The House Ways and Means Committee yesterday approved a Medicare prescription drug and reform bill that includes two amendments to increase physician reimbursement for delivery of drugs related to specialties and for doctors in primary care or specialty shortage areas.
In a near-party-line vote of 25-15, the committee agreed to pass the Republican-sponsored bill, HR 2473, despite bitter arguments from Democrats that it is an attempt to privatize Medicare. The Energy and Commerce Committee continues its markup of the bill and is expected to vote on it by the end of the week.
Rep. Nancy Johnson (R-Conn.) offered an amendment to address the problem of underpayment in the physician fee schedule for delivery of certain drugs in specialties such as oncology. Her amendment would direct the secretary of HHS to speed the process for adjusting existing CPT codes for costs associated with the administration of covered outpatient drugs to assure that those Medicare services are adequately reimbursed.
An amendment from Reps. Jim Nussle (R-Iowa) and Earl Pomeroy (D-N.D.) would pay physicians a new 5% Medicare bonus in counties identified as primary care or specialty scarcity counties, or both. Scarcity counties would include the 20% of Medicare beneficiaries who have the fewest primary care or specialty physicians per beneficiary
"Our understanding of those amendments is that both would help improve reimbursement for physicians, and so we're happy with that," says Paul Speidell, government affairs representative for the Englewood, Colo.-based Medical Group Management Association.
He says MGMA members are "very, very excited" that a 1.5% minimum physician payment increase for 2004 and 2005 remained in the bill after the Ways and Means debate, and he says he is hopeful it will be included as currently written in the Energy and Commerce markup. That provision would stave off a 4.2% expected cut in physician pay for 2004.
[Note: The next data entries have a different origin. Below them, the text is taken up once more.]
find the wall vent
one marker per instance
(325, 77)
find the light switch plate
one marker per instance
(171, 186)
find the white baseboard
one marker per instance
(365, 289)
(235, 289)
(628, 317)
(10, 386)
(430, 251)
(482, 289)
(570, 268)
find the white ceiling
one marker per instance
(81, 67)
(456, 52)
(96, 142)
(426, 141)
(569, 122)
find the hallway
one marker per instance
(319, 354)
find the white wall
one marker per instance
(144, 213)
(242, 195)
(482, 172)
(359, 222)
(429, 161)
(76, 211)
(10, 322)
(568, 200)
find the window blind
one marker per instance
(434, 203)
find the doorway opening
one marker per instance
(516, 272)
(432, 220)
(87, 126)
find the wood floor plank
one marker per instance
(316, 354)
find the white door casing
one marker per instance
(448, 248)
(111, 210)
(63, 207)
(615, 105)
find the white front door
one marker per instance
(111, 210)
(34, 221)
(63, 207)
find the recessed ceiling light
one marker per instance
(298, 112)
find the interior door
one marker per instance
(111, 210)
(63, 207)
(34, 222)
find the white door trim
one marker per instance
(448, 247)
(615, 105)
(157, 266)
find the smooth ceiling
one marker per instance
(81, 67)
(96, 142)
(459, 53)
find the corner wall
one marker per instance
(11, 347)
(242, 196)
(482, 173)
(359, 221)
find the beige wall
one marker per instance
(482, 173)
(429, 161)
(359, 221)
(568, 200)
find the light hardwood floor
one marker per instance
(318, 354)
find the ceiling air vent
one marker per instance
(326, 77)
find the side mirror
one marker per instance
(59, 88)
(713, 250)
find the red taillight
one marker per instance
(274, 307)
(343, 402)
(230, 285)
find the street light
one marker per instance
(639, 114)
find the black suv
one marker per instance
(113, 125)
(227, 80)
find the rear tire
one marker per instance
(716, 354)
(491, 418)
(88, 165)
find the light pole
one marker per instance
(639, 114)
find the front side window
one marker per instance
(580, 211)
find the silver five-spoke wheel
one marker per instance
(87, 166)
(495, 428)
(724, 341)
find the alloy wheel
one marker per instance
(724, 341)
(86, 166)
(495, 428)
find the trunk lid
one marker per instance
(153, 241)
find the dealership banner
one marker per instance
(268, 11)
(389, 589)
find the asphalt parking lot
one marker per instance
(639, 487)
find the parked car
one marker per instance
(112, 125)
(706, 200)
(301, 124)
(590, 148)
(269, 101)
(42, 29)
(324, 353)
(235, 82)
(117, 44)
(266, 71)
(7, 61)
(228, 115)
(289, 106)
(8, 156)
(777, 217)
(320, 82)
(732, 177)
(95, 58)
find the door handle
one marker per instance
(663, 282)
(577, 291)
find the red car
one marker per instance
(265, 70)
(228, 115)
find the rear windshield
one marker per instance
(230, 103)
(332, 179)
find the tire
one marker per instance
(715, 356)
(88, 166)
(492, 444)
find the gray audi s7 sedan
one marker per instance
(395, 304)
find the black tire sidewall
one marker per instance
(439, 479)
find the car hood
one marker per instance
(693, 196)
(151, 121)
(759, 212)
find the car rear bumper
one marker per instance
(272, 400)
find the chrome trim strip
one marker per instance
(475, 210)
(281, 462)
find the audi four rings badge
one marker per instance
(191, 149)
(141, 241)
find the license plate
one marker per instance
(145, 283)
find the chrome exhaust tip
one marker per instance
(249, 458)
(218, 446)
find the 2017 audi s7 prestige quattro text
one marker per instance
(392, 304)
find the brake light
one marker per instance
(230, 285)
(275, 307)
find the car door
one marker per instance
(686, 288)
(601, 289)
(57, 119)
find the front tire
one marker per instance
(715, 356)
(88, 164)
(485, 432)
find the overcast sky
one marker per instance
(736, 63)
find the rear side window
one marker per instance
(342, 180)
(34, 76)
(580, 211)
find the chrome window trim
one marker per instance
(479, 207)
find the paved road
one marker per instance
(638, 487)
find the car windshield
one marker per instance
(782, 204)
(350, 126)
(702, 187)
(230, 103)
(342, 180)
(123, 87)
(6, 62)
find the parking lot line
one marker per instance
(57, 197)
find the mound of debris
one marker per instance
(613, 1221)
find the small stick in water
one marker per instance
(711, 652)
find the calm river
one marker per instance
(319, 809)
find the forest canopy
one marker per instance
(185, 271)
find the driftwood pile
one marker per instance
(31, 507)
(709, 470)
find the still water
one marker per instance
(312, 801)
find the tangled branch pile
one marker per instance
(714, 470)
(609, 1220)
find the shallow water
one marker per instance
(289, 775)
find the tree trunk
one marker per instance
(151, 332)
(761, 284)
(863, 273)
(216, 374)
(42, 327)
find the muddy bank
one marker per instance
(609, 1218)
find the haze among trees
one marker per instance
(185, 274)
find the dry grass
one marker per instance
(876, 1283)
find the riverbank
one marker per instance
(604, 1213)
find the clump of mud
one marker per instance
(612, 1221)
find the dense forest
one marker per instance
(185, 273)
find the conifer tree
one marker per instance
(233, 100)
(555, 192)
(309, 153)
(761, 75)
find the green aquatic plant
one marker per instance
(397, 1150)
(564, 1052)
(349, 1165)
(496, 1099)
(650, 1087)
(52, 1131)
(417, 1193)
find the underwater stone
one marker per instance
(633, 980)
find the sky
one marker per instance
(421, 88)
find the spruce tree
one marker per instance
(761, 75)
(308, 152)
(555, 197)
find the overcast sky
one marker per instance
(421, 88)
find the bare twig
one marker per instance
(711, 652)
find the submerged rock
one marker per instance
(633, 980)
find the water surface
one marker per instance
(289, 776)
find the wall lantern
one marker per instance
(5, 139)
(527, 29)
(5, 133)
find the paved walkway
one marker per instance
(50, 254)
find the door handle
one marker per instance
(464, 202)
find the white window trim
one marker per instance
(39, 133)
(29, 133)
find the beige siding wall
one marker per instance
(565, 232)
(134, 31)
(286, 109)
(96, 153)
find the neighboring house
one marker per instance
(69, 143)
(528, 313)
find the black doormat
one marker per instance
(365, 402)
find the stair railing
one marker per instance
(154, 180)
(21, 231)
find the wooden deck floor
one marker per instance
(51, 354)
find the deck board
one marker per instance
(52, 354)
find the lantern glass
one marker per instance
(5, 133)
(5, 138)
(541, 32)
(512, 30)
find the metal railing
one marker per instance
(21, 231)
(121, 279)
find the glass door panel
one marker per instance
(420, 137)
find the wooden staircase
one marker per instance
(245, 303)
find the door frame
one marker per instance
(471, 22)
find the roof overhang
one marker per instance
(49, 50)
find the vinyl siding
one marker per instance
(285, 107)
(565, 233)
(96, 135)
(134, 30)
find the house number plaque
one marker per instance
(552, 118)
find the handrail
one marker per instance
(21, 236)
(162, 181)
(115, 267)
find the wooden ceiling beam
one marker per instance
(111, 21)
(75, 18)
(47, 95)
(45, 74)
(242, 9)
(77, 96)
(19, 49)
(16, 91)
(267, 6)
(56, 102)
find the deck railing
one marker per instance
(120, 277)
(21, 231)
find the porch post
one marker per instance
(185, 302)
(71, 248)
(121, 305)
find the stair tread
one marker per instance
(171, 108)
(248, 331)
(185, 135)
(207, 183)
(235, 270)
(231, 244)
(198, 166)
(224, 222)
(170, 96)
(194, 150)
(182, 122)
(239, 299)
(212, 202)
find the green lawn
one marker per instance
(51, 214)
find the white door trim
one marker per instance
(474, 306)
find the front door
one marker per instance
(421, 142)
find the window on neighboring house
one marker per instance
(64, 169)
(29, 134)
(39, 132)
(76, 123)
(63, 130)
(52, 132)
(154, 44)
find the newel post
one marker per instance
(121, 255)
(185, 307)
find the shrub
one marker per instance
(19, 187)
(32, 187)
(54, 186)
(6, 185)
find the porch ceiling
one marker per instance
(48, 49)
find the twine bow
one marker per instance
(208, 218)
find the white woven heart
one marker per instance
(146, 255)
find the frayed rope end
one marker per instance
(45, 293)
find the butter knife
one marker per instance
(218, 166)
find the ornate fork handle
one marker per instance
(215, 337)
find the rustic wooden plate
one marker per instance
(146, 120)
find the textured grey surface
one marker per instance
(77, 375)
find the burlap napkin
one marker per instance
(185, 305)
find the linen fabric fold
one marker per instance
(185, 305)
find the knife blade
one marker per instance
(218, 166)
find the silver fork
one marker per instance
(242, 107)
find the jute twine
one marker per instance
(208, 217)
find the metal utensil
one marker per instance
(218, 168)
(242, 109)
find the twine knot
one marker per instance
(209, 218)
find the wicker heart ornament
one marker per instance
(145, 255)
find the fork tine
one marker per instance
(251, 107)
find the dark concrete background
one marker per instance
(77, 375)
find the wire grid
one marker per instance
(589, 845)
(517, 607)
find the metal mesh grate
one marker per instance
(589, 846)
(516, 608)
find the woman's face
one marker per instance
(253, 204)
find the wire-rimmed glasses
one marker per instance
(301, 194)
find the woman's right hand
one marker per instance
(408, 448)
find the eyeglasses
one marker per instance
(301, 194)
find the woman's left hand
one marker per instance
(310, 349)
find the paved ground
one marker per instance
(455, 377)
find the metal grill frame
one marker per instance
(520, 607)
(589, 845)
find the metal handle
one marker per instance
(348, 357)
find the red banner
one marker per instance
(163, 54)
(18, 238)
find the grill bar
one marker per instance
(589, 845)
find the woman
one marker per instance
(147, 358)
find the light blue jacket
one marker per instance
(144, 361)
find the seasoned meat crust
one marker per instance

"We're basically in favor of anything that helps improve physician payment as long as it doesn't move from anywhere else in the physician payment pot," Speidell says. "We wouldn't want to rob Peter to pay Paul."
AMA President Yank Coble, Jr., M.D., says in a written statement, "The physician payment provision averts a Medicare meltdown by reversing the cuts predicted for 2004 and 2005 due to the flawed Medicare payment formula. The current formula is tied to the ups and downs of the economy."
Regarding the prescription drug benefit, Rep. Pete Stark (D-Calif.) calls the bill a "rotten deal for seniors" because, he says, there is nothing in the measure that requires anyone to provide drug coverage.
But Ways and Means Chairman Bill Thomas (R-Calif.) says that is true for all Medicare providers and hence reinforces the fact that the prescription drug provision is "absolutely part of Medicare."
"There is no guarantee that (plans) will remain, just as there is no guarantee that a physician will participate from year to year," Thomas says.